Understanding Overvaluation of Stocks


One of the key fundamentals of the stock market that investors need to understand is the concept of value. Each share of a public company has a true or intrinsic value that is based on an underlying perception of its actual value, which incorporates all the fundamental aspects of the business, both tangible and intangible.

However, because shares of stock are an actively traded commodity, their price does not always accurately reflect their intrinsic value. Sometimes the price of shares is lower than the stock’s intrinsic value, in which case the stock is considered to be undervalued. Likewise, sometimes the price of shares is higher than the stock’s intrinsic value, in which case the stock is considered overvalued.

Emotions Can Lead to Overvaluation

So why does overvaluation happen? Why don’t stocks trade at their intrinsic value all the time? The main reason is that the buying and selling of stocks by investors is often based more on emotions than it is on the underlying fundamentals of the business.

Investors do not always make buy and sell decisions based solely on business fundamentals like a company’s sales, earnings or future growth prospects. Instead, they often let many other factors influence their decisions, like what other investors and analysts are saying about the prospects of the business or the industry in general. Alternatively, if there is a broad market selloff, investors sometimes panic and sell shares out of fear of losing even more money.

The dot-com boom and bust of the late 1990s-early 2000s is one of the best examples of overvaluation and correction. Investors were bidding up the prices of Internet startup companies to extremely high levels based on little more than excitement about this new medium called the Internet and a widespread belief that any company with a dot-com at the end of its name was destined for phenomenal success.

New Internet businesses that were barely generating any revenue, much less earning a profit, reached sky-high valuations due simply to the fact that so many investors wanted to own a piece of a dot-com business. It was emotion-led investing at its worst, and the result was a bunch of Internet startup businesses that were extremely overvalued. Many of these companies had shaky (at best) business plans, if they had a business plan at all. When it became apparent that many dot-com businesses would never turn a profit, their valuations were quickly corrected, many of them went bankrupt, and the broad stock market plummeted, wiping out billions of dollars in investor wealth.
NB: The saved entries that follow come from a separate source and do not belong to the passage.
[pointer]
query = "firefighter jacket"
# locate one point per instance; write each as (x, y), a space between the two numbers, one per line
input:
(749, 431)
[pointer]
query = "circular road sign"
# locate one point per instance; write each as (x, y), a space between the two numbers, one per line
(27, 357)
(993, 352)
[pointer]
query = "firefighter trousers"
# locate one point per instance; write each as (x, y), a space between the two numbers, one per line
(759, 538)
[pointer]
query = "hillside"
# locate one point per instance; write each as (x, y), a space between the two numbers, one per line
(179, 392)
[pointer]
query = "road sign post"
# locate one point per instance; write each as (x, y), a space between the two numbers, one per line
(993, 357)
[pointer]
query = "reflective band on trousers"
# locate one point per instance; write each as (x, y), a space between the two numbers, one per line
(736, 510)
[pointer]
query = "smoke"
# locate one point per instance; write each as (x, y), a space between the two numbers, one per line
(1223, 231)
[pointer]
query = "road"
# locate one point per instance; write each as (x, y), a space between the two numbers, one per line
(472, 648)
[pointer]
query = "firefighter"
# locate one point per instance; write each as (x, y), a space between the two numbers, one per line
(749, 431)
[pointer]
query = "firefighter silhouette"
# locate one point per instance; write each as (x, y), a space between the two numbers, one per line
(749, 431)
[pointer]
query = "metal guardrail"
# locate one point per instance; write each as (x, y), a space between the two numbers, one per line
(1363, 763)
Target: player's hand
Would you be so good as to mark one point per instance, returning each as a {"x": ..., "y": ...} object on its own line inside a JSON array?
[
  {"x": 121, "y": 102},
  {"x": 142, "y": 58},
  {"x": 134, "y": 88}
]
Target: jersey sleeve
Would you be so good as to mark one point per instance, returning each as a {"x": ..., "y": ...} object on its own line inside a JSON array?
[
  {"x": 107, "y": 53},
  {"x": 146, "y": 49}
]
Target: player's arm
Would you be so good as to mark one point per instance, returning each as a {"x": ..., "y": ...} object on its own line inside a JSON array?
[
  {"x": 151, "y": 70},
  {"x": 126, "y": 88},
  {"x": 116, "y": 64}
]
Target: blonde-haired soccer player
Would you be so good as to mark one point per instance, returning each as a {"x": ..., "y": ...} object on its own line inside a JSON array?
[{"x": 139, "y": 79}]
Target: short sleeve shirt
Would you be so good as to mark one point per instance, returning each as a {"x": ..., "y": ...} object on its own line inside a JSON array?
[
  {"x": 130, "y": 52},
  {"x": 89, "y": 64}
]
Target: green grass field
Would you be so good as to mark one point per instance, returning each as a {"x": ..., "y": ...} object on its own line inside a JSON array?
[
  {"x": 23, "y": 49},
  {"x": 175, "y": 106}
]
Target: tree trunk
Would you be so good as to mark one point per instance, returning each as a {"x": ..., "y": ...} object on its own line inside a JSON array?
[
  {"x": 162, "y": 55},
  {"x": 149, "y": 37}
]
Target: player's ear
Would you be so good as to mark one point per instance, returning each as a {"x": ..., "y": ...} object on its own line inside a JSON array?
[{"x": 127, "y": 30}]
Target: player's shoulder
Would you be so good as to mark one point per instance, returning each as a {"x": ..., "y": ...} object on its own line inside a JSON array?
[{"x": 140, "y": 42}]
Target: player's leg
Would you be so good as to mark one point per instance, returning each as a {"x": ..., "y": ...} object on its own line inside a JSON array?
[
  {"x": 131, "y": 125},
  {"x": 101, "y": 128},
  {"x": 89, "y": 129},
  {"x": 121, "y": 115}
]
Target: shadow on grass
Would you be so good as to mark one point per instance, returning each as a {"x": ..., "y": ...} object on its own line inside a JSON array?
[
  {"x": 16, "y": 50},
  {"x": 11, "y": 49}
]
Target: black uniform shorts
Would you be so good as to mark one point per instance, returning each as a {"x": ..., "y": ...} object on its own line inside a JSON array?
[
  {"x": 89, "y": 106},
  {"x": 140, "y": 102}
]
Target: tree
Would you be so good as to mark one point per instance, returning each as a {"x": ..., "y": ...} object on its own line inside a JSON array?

Another reason for overvaluation is the fact that there are a finite number of shares of stock available for purchase at a given time, so stocks are subject to the laws of supply and demand. When more shares are bought by investors, there are fewer remaining shares for other investors to buy, which drives share prices up, possibly leading to overvaluation. Conversely, when more shares are sold by investors, there are more shares available to be bought. This in turn drives shares prices down, possibly leading to undervaluation.

Strategies for Investors

As an investor, your goal should generally be to buy stocks when they are undervalued, not overvalued. In other words, you want to buy stocks when they are priced lower, not higher, than they are actually worth. Buying stocks that are overvalued could lead to losses when the price eventually declines to a level that more accurately reflects the company’s fundamentals.

The trick, of course, is determining whether a stock is undervalued or overvalued at any particular point in time. The best way to do this is to examine a business’ financial and market fundamentals carefully. These include such metrics as revenue, earnings, balance sheet health, price/earnings (or P/E) and price-to-earnings growth (or PEG) ratios, growth projections, and the growth prospects of the industry the company operates in.

Here are a few things to look for when examining a company’s fundamentals that could indicate that the stock is overvalued:

  • The P/E ratio is greater than two times the growth rate in diluted earnings per share
  • The dividend yield is in the lowest 20 percent of its long-term historical range
  • The company operates in a cyclical industry and its profits are at all-time highs
  • The earnings yield is less than half the yield on the 30-year Treasury bond

Performing this kind of analysis on a stock before buying will require a little more time and effort than just watching CNBC or Fox Business News or reading Investor’s Business Daily. However, digging into a company’s fundamentals is the best way to determine its intrinsic value — which is the only way to determine whether the stock is overvalued.